Finebaum was then asked to give a percentage on the chances that the college football season actually gets played:
“I would probably be about 25 percent, and that’s based on [the hope of] maybe getting some good news in the next few weeks. But I could not go any higher than that.”
This message was a continuation of what Finebaum said on “Get Up” a day earlier, when he reacted to the Ivy League news:
“It is a dreadful indicator for college football. And I think what you heard Sankey say there a minute ago was fascinating. I mean, he’s talking about reality now. And I think it’s about time that commissioners and athletic directors and football coaches start dealing with the reality. And the reality is that the college football season is slipping away.
They can hold on hope, but if you look at what is going on in the country, it is dreadful news. And [Wednesday] with not only the Ivy League story, but the story at Ohio State and North Carolina shutting down practice, at least temporarily. It was the worst day college athletics has had since that March day when the whole world shut down. And I don’t really see it getting any better.”
— Get Up (@GetUpESPN) July 9, 2020
Clearly, a large part of Finebaum’s livelihood depends on college football, but that’s not stopping him from expressing some harsh truths about the reality of the situation in America right now.

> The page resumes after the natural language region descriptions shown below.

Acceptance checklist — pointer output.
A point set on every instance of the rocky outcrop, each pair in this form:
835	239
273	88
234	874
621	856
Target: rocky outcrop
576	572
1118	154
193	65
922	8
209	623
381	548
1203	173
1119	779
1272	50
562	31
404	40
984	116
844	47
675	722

Certainly, back in March, nobody thought we’d be where we are right now. Back then, losing March Madness was a major loss, but the consideration of losing a football season seemed to be a bit extreme. Some people — especially those who stand to make millions of dollars from a football season — never seem to have progressed from that outlook.
But as it stands now, the prospect of involving some 100-plus players in workouts on campus, plus coaches and staff, and getting them ready to travel even in a slightly limited capacity to play tackle football against people from other schools seems to be beyond far-fetched. (The fact that these players have no union to protect them from conditions that will surely be unsafe is another matter entirely, as is the fact that they’ll be risking their own health and the health of their friends and family without receiving any monetary compensation.)
How many people in the college football world are viewing things that way is not clear at this moment in time, but surely it will be seen quite soon that half-measures like conference-only competition will do absolutely nothing to buoy the possibility of collegiate sports starting up next month.